Pictured: Sheraton Dallas Hotel by the Galleria
The capital of Tennessee’s booming tourism sector is music to the hotel industry’s ears.
For the past several years, the city of Nashville, Tenn., has enjoyed significant economic growth. The city is also experiencing increased wages and a tighter labor market. It’s currently a major music recording and production hub for both major and independent labels, earning it the moniker “The Music City.” Nashville is also a major healthcare hotspot—more than 300 health care companies call the area home. And in 2015, Nashville was named Business Facilities’ number one city for economic growth potential.
With so many ties to the music industry, Nashville tourism is booming. More than 670,000, tourists flock to the “Music City” annually to experience what it has to offer, including Music Row—an area dedicated to country, gospel, and Christian music—the Country Music Association, Country Music Television, and Universal Music headquarters.
With so many travelers and businesses coming to Nashville, it is a great time to be a hotelier developing in the area. There are 121 hotels and 14,873 rooms in the Music City’s hotel development pipeline, according to Lodging Econometrics. Projected RevPAR for this year is up 3.9 percent from 2016, and demand growth has climbed 4.4 percent.
Virgin Hotels started looking into the Nashville market immediately after launching their brand in 2010. “When we first visited the city, there was a lot of energy and an overall good vibe. We could feel the underlying culture that made the city tick. That culture was a perfect fit with what we were looking to offer Virgin customers,” says Allie Hope, head of development and acquisitions at Virgin Hotels. In December 2015, the company acquired a site on Music Row. The planning stage has been extensive, but Virgin will break ground on the property this summer and open the hotel in 2019. “We cannot wait,” says Hope.
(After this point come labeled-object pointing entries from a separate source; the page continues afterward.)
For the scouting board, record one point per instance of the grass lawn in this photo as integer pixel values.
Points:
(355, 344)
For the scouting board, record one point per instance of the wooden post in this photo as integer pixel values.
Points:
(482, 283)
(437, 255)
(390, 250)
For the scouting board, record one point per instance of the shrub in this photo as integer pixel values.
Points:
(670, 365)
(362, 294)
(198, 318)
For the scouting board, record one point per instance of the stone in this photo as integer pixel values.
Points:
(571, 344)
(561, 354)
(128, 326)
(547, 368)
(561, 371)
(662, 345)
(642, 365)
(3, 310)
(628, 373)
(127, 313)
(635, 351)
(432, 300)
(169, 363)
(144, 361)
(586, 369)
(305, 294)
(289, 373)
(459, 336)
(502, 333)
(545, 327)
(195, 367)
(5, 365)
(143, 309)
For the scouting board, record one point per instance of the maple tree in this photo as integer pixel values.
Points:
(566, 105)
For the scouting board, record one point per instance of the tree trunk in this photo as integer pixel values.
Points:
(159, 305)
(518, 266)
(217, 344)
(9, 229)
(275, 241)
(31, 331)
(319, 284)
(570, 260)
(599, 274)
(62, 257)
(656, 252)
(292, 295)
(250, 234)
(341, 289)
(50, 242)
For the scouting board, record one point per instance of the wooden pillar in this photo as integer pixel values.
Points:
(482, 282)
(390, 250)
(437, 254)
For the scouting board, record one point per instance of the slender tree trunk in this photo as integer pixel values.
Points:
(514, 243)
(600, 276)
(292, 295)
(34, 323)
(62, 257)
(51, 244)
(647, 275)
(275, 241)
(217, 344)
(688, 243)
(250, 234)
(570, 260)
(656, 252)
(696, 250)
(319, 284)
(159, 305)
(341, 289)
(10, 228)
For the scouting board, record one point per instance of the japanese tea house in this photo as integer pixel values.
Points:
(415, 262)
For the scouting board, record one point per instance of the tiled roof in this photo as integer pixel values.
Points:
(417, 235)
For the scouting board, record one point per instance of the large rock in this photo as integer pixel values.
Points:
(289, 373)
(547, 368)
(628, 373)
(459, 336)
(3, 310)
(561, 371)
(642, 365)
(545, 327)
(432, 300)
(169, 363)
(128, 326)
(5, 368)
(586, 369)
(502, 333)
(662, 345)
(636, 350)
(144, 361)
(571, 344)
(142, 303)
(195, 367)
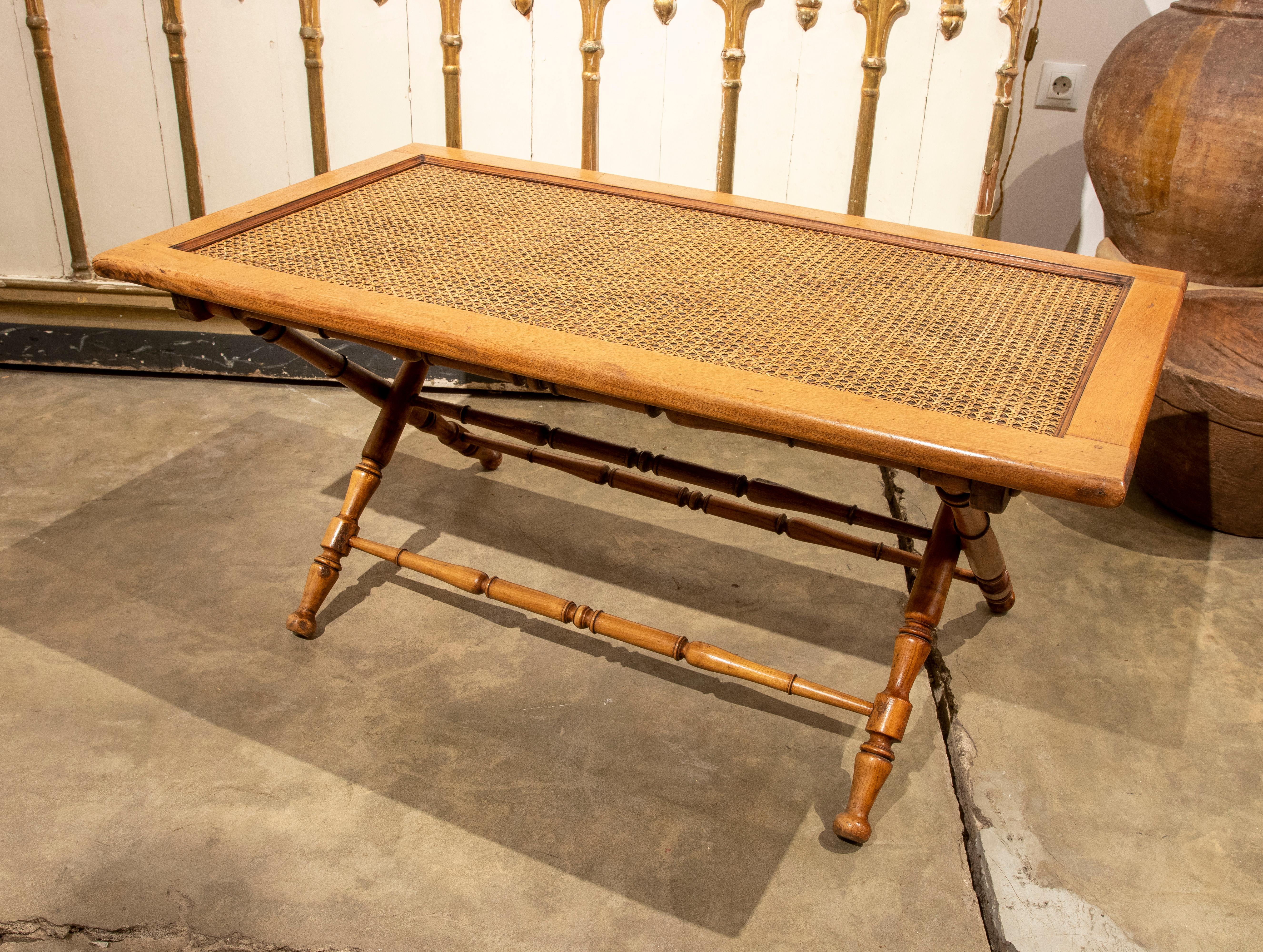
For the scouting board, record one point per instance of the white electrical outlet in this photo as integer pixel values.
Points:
(1059, 85)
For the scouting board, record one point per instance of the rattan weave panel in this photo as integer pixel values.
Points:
(972, 339)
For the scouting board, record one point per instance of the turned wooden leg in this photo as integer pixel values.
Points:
(891, 711)
(983, 551)
(366, 479)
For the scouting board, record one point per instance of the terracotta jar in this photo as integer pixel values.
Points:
(1174, 139)
(1203, 451)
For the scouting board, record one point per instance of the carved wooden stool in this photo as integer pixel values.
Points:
(982, 368)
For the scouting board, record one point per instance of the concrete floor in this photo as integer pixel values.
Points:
(444, 772)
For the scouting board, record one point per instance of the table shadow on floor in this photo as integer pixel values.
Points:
(685, 801)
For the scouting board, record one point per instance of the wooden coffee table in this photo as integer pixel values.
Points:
(982, 368)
The 260-room property will have a rooftop pool and food and beverage options that reflect the Nashville culture.
Pictured: Virgin Hotel Nashville
5. Los Angeles
Even with high barriers to entry, the hotel market in the City of Angels is very in-demand.
Home to one of the largest populations in the United States—3.8 million—and a strong economy where one in every six people works in a creative industry, Los Angeles, Calif., is a prime location for hotel development. However, getting a project off the ground in L.A. can be a major feat. The market is already very saturated and inflation and construction costs are steadily increasing. Southern California has also made it consistently difficult to build with complex zoning laws and height limits. However, this hasn’t really stopped people from trying—and succeeding—to bring new hotels to this market.
Even with numerous barriers to entry, Los Angeles boasts the fifth largest hotel construction pipeline in the United States—111 hotels and 18,723 rooms, according to Lodging Econometrics. According to Eric Jacobs, chief development officer at Marriott International, a lot of this supply can be traced back to 2009, when the recession offered developers a major opportunity to enter the L.A. market. “The southern California hotel market got very soft. Developers who otherwise wouldn’t have been able to open a hotel in this area could. Things in L.A. move very slowly. A lot of the hotels that are opening in the next couple of years have actually been in process since 2009.”
Right now, Marriott has many Los Angeles-based projects in the works. “When developing in L.A., hoteliers should keep in mind that the due to the city’s size, there are many different submarkets worth pursuing. There is no reason to limit yourself to downtown,” Jacobs notes.
The data included in this article was contributed by STR and Lodging Econometrics.